Sama dengan jenis olahraga lainnya, sepakbola merupakan perpaduan antara kekuatan fisik dan mental yang melahirkan kemampuan skill dan kecerdasan taktikal. Kolaborasi skill dan taktikal bergulat akan terlihat dalam kemampuan penampilan (performance) dalam lapangan. Fisik dan skill mumpuni takkan berarti apapun dalam penampilan jika taktik tidak jitu dan mentalnya tidak tangguh. Begitu juga sebaliknya. Kesemuanya dapat digali secara objektif lewat keilmuan, itulah mengapa lahir sport science. Sebetulnya ada factor kelima diluar fisik, mental, taktik dan skill yang bisa merubah hasil akhir sebuah pertandingan, dialah keberuntungan (biasa disebut dewi fortuna). Sayangnya belum ada satupun pendekatan ilmiah yang dapat membedah keberuntungan.

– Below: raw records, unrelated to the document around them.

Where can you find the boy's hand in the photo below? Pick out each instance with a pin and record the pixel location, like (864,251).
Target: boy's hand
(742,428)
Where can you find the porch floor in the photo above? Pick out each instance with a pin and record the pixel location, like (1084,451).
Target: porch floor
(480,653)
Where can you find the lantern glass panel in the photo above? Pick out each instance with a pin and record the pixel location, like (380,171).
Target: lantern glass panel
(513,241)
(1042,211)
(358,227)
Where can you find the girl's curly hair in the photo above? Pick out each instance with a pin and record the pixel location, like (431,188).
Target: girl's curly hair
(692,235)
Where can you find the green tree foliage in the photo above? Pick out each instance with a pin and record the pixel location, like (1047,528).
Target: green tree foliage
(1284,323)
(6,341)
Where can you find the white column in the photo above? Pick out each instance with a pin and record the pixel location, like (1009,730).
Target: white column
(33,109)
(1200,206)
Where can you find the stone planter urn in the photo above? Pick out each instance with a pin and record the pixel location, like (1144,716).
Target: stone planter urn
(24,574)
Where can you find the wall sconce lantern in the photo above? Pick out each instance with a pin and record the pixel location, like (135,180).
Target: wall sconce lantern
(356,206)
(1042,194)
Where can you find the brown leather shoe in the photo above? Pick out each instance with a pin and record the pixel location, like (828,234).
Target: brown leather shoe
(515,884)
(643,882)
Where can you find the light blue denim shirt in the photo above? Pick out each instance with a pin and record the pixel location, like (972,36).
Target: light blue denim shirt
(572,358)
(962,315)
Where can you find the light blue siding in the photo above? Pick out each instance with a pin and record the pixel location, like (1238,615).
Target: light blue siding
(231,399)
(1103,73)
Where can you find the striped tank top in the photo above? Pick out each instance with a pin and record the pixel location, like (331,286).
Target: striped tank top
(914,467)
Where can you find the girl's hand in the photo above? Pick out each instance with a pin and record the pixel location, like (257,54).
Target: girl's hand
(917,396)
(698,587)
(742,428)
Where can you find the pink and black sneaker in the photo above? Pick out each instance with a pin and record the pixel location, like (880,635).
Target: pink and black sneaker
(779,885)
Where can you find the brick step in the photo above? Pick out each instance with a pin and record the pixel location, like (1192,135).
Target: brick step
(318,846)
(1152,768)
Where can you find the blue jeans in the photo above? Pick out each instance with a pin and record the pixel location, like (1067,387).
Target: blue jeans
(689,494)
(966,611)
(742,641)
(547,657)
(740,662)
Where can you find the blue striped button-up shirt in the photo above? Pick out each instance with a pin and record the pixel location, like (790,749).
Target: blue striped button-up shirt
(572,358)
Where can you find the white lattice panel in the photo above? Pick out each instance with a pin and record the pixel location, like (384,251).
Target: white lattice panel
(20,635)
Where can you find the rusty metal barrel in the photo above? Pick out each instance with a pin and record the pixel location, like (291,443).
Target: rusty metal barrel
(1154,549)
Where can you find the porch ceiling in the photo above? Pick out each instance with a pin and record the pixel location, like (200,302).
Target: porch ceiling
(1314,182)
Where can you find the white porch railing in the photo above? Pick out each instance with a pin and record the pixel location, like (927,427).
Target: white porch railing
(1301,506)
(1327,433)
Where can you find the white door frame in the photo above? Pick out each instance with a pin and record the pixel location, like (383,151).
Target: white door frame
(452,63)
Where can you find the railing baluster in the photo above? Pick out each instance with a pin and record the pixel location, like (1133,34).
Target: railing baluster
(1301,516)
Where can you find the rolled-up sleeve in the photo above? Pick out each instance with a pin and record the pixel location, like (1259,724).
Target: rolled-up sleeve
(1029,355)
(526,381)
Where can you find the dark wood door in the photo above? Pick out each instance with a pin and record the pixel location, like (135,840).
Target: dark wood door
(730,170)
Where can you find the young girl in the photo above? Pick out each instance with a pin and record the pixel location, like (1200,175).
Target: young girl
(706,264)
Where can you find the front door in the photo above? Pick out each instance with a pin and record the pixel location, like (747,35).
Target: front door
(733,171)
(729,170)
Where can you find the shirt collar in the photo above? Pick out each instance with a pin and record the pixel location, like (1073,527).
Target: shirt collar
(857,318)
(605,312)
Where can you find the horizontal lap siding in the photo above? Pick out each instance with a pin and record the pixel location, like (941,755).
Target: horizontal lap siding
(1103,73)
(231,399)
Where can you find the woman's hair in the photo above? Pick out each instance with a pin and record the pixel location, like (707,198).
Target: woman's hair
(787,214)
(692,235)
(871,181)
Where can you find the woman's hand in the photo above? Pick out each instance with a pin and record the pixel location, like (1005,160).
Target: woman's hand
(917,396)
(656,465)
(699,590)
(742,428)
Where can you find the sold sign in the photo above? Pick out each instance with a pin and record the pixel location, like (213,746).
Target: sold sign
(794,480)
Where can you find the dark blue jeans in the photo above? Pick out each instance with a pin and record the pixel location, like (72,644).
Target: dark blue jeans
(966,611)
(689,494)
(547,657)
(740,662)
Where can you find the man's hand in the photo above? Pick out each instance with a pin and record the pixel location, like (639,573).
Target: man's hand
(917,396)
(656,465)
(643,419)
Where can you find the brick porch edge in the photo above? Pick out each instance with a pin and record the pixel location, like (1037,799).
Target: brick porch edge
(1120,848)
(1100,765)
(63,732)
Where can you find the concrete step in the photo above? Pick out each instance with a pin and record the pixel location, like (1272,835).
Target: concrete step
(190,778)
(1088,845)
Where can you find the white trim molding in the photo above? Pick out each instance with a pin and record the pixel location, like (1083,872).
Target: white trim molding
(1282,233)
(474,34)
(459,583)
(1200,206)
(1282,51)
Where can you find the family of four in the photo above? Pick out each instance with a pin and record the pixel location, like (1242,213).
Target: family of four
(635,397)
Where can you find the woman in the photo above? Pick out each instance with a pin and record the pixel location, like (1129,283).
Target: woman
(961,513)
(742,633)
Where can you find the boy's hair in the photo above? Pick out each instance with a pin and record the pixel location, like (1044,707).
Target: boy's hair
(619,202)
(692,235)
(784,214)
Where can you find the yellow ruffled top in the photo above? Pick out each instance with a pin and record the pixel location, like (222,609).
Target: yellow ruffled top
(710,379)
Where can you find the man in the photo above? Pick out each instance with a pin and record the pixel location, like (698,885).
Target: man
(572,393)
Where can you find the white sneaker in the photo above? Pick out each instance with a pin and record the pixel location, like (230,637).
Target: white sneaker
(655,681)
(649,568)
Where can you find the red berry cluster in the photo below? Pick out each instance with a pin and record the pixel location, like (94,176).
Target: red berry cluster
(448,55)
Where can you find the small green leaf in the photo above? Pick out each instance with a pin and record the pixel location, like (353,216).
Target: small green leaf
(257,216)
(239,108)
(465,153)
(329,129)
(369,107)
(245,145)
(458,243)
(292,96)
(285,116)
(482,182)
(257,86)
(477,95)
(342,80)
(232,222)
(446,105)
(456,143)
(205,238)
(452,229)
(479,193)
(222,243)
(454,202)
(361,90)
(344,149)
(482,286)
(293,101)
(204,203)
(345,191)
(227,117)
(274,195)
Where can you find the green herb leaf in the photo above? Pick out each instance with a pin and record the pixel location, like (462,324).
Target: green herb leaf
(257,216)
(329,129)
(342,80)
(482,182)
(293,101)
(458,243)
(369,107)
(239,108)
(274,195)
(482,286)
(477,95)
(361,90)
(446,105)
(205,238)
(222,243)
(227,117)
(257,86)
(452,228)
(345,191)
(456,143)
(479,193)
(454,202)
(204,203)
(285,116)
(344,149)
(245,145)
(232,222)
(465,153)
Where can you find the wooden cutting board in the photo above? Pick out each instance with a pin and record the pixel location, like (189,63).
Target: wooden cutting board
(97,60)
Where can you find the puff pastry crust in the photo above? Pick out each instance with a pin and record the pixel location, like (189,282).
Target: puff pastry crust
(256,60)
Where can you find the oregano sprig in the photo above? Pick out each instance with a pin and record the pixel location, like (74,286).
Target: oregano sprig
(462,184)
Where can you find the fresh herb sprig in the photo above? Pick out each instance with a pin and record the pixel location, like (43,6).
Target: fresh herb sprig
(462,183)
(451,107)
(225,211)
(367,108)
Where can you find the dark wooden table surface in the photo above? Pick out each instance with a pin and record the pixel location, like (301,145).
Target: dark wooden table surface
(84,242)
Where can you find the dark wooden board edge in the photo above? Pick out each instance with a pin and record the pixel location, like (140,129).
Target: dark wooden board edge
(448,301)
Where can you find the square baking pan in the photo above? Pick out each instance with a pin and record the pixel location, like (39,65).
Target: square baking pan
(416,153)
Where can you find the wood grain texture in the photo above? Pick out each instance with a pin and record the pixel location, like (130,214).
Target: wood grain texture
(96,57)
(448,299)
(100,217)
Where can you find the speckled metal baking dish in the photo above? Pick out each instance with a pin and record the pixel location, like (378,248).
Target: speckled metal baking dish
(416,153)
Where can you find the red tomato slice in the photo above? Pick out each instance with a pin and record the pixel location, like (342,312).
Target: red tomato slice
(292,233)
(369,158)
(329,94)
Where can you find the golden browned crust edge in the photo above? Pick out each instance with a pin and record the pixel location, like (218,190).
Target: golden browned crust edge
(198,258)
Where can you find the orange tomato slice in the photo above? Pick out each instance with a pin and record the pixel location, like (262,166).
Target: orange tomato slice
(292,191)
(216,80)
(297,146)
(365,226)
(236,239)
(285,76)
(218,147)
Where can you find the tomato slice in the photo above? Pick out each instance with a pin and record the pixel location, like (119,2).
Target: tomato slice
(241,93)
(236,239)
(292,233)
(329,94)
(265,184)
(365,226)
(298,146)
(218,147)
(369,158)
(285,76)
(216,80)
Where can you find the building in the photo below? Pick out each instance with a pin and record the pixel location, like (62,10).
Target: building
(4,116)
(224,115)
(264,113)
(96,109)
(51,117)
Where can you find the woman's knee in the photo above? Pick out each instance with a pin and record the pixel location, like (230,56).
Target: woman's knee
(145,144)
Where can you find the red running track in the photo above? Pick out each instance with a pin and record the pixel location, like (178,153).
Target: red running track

Pengetahuan saya tentang empat aspek olahraga dan satu aspek lainnya ternyata dimentahkan lewat pertandingan semalam. Jelas penalty hantu tersebut bukan suatu keberuntungan. Jikapun keberuntungan, kenapa wasit professional sekelas negari bola Italia mampu untuk mengulangi kesalahan berkali-kali dalam satu pertandingan? Itukah yang disebut hegemoni Juve? atau benarkah memang Juve seringkali menang dengan skor tipis diluar dugaan pengamat sport science? Itulah mengapa Juve hanya jumawa di Italia tapi nihil di Eropa? Ataukah italia belum kapok dengan mavia bola? Silahkan saksikan seluruh pertandingan Juve Vs Roma semalam dan analisa sendiri.
Sambil menganalisanya, sepertinya saya membutuhkan kepulan asap layaknya Agnelli semalam. Salam sportivitas….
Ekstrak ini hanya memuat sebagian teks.